Jack Plotkin on where we’re going from here.
In addition to the many changes that this year has brought to everyday lives, the investing landscape is yet another one that has been altered significantly. And whether that is good or bad remains to be seen. “Arguably, the elimination of trading costs is beneficial because, in theory, it evens the playing field by enabling a broader number of investors to participate in the markets,” says Jack Plotkin. “On the other hand, if data about retail investors’ patterns are being shared with institutions in real-time, they can essentially use that data to front-run the market. So, from an oversight perspective, we have to be careful that everyone has access to the same sources of information to ensure it is a truly level playing field.”
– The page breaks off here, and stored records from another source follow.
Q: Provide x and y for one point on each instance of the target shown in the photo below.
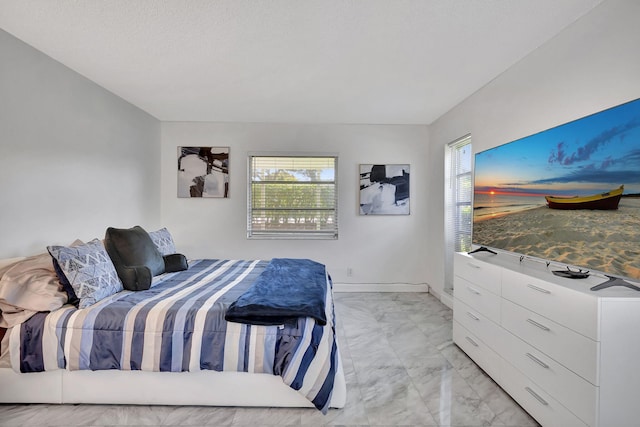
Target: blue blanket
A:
(286, 290)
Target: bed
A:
(172, 345)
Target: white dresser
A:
(569, 356)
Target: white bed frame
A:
(205, 388)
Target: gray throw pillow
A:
(134, 255)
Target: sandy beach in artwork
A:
(601, 240)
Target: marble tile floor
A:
(401, 366)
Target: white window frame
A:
(324, 234)
(457, 236)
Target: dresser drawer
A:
(476, 323)
(571, 390)
(544, 408)
(478, 298)
(575, 310)
(479, 273)
(573, 350)
(478, 351)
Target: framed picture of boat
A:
(384, 189)
(569, 194)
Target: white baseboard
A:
(444, 297)
(380, 287)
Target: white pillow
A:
(29, 286)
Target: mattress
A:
(179, 325)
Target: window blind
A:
(292, 196)
(458, 199)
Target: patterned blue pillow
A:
(163, 241)
(89, 270)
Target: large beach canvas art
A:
(586, 160)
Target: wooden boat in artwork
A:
(602, 201)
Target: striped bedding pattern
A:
(178, 325)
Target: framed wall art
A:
(203, 172)
(384, 189)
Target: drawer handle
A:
(535, 288)
(473, 290)
(537, 396)
(538, 361)
(539, 325)
(475, 344)
(473, 316)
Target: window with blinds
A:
(292, 197)
(458, 199)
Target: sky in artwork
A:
(593, 154)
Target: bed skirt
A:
(202, 388)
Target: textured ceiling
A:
(330, 61)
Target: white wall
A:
(592, 65)
(379, 249)
(74, 158)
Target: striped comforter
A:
(178, 325)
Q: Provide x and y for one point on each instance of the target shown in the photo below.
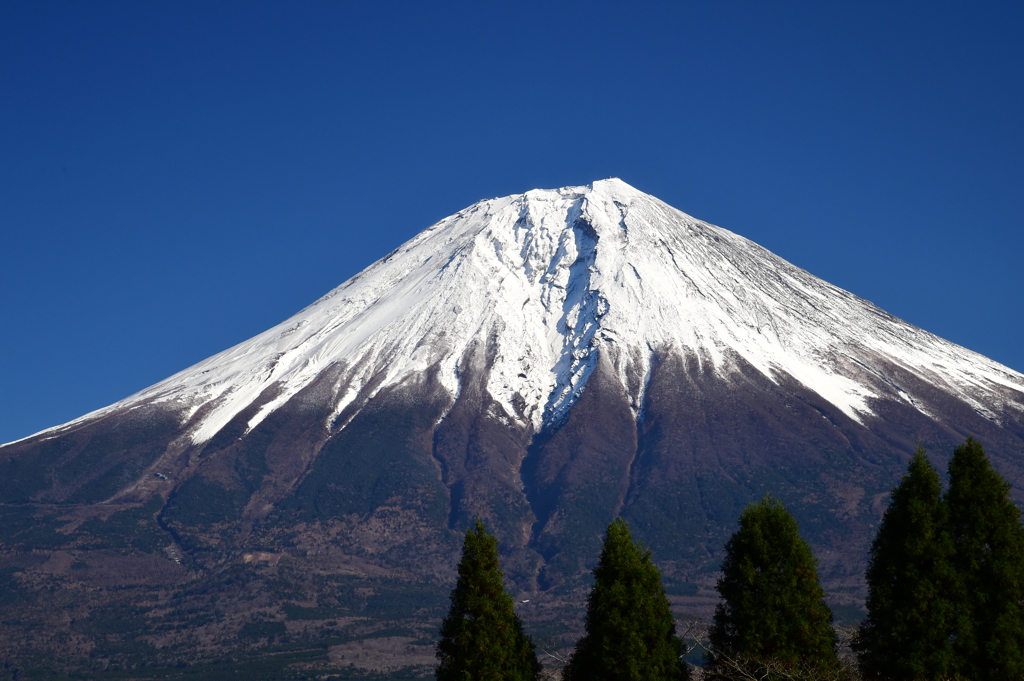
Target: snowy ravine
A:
(547, 281)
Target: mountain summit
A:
(547, 362)
(536, 288)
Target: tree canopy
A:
(481, 639)
(988, 557)
(910, 582)
(772, 608)
(630, 630)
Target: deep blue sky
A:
(176, 177)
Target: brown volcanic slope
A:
(547, 362)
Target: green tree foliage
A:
(481, 639)
(988, 545)
(630, 631)
(910, 583)
(772, 609)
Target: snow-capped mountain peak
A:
(535, 290)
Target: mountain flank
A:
(546, 362)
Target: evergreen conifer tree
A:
(910, 584)
(988, 545)
(630, 631)
(481, 639)
(772, 609)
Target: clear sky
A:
(178, 176)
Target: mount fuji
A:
(547, 362)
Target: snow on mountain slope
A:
(538, 285)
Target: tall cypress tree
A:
(481, 639)
(988, 545)
(910, 583)
(772, 609)
(630, 631)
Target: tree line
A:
(945, 598)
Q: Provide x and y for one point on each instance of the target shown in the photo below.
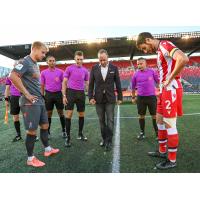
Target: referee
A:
(144, 80)
(51, 85)
(75, 79)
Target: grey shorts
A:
(33, 116)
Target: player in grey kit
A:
(26, 78)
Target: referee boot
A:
(141, 136)
(167, 164)
(81, 137)
(67, 142)
(17, 138)
(64, 134)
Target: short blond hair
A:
(38, 45)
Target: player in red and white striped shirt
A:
(170, 61)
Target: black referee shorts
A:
(53, 98)
(75, 97)
(146, 101)
(14, 105)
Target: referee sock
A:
(17, 128)
(49, 120)
(44, 137)
(155, 126)
(142, 124)
(30, 141)
(62, 121)
(68, 126)
(81, 124)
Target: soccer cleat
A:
(67, 143)
(141, 136)
(102, 144)
(157, 154)
(49, 153)
(167, 164)
(108, 146)
(64, 134)
(35, 162)
(17, 138)
(82, 137)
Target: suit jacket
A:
(97, 85)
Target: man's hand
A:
(134, 101)
(119, 102)
(65, 101)
(92, 101)
(31, 98)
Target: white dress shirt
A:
(104, 71)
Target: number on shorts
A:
(168, 107)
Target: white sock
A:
(47, 149)
(30, 158)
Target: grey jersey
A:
(30, 75)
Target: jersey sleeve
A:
(169, 48)
(133, 82)
(66, 73)
(21, 68)
(42, 78)
(8, 82)
(86, 75)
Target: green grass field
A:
(90, 157)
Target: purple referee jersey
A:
(13, 90)
(52, 79)
(76, 76)
(144, 81)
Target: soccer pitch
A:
(130, 156)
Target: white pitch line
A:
(95, 118)
(116, 149)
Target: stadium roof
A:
(116, 47)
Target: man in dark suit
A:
(103, 79)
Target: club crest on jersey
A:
(19, 66)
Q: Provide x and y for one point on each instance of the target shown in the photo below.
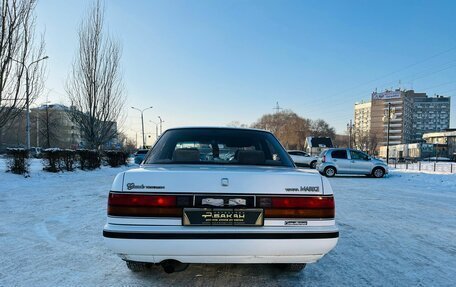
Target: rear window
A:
(339, 154)
(218, 146)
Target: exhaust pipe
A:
(171, 266)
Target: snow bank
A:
(396, 231)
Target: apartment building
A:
(411, 115)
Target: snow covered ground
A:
(397, 231)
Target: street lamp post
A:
(349, 128)
(161, 122)
(27, 96)
(390, 114)
(156, 129)
(142, 122)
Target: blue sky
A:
(213, 62)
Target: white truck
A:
(219, 195)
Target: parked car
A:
(139, 155)
(246, 203)
(350, 161)
(302, 158)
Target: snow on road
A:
(397, 231)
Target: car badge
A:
(225, 182)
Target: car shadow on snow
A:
(216, 274)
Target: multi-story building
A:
(430, 114)
(444, 143)
(51, 127)
(411, 115)
(362, 118)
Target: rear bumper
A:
(220, 245)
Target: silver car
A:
(349, 161)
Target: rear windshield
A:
(218, 146)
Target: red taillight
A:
(297, 207)
(145, 205)
(116, 199)
(302, 202)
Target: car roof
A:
(221, 128)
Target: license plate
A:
(223, 217)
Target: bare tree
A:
(289, 128)
(50, 127)
(17, 51)
(95, 84)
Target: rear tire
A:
(330, 171)
(137, 266)
(293, 267)
(378, 172)
(313, 164)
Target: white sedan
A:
(303, 159)
(245, 203)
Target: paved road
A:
(397, 231)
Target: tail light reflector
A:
(297, 207)
(145, 205)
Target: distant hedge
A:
(56, 160)
(116, 158)
(59, 160)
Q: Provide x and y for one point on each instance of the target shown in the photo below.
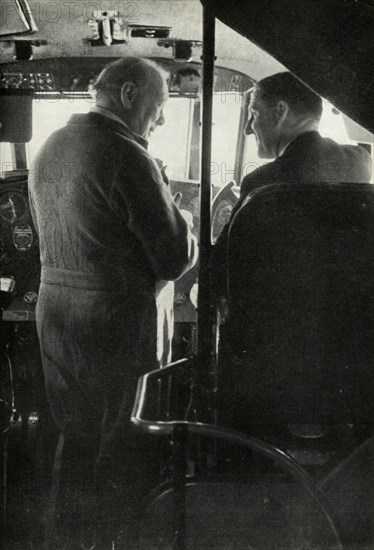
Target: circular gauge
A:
(13, 206)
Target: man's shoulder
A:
(267, 174)
(344, 162)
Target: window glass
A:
(171, 142)
(50, 115)
(6, 158)
(226, 115)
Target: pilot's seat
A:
(297, 349)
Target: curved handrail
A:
(225, 434)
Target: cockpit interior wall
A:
(328, 45)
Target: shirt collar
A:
(108, 114)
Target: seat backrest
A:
(299, 342)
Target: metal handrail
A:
(168, 427)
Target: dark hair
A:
(284, 86)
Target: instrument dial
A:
(13, 207)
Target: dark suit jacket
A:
(308, 159)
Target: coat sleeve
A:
(154, 218)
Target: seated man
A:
(284, 116)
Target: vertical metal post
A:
(204, 329)
(180, 471)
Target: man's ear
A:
(129, 92)
(282, 110)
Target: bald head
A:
(134, 89)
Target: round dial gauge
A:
(13, 207)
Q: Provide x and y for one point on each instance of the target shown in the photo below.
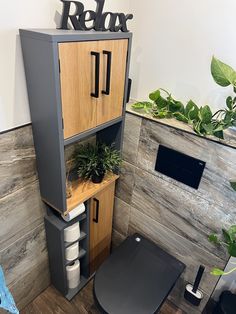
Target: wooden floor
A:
(52, 302)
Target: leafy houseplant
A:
(94, 161)
(228, 241)
(202, 120)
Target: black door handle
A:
(108, 78)
(97, 70)
(97, 210)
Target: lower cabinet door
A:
(101, 213)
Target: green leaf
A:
(180, 117)
(222, 73)
(191, 110)
(217, 272)
(142, 105)
(232, 233)
(175, 106)
(213, 238)
(205, 114)
(226, 236)
(155, 95)
(233, 185)
(161, 102)
(229, 102)
(161, 114)
(209, 128)
(232, 249)
(228, 117)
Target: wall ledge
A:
(230, 134)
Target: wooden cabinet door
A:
(77, 76)
(101, 213)
(110, 105)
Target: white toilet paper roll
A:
(72, 252)
(74, 212)
(73, 275)
(72, 233)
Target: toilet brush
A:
(192, 293)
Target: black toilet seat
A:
(136, 278)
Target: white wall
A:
(15, 14)
(173, 45)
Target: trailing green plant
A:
(96, 160)
(202, 120)
(228, 241)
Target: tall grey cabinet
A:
(77, 87)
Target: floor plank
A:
(52, 302)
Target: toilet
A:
(136, 278)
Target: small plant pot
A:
(97, 178)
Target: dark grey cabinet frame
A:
(41, 61)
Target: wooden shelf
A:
(84, 190)
(82, 236)
(82, 253)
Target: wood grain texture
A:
(27, 288)
(229, 135)
(100, 232)
(21, 212)
(51, 302)
(77, 77)
(27, 252)
(131, 138)
(220, 161)
(121, 216)
(22, 242)
(117, 239)
(173, 215)
(84, 189)
(110, 106)
(17, 162)
(189, 215)
(124, 187)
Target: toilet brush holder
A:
(192, 294)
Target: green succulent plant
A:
(96, 159)
(228, 241)
(203, 121)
However, many in the traditional investment community has been very critical of the day trading boom as well as the new class of investors. Some renowned institutional investors are accusing the “Robinhooders” of inflating prices by neglecting fundamental analysis. Others are comparing today’s market to the dot com bubble in the late-90s and warning the less experienced participants of potentially severe consequences that could come along with a sudden market meltdown. They are especially critical of the practice of some traders of investing in bankrupt or severely debilitated companies while looking for a bargain, and in turn, inflating their price much beyond any reasonably imputed value.
“These young guns who are jumping onto Robinhood and chasing the latest biotech news story are in for a rude awakening,” says Jack Plotkin. “Markets are cyclical and mean-reverting – they may come unhinged from fundamentals in the short term but in the medium to long term, gravity reasserts itself with a vengeance. Without proper hedging and diversification, these new retail investors are setting themselves up for massive losses. My fear is that when it comes it will wipe out a lot of people at the worst possible time – when the government’s COVID-19 benefits have ended but before the economy has recovered. So, I advise caution. Remember: when you’re running with the herd, you generally don’t see the cliff until you’re already in mid-air.”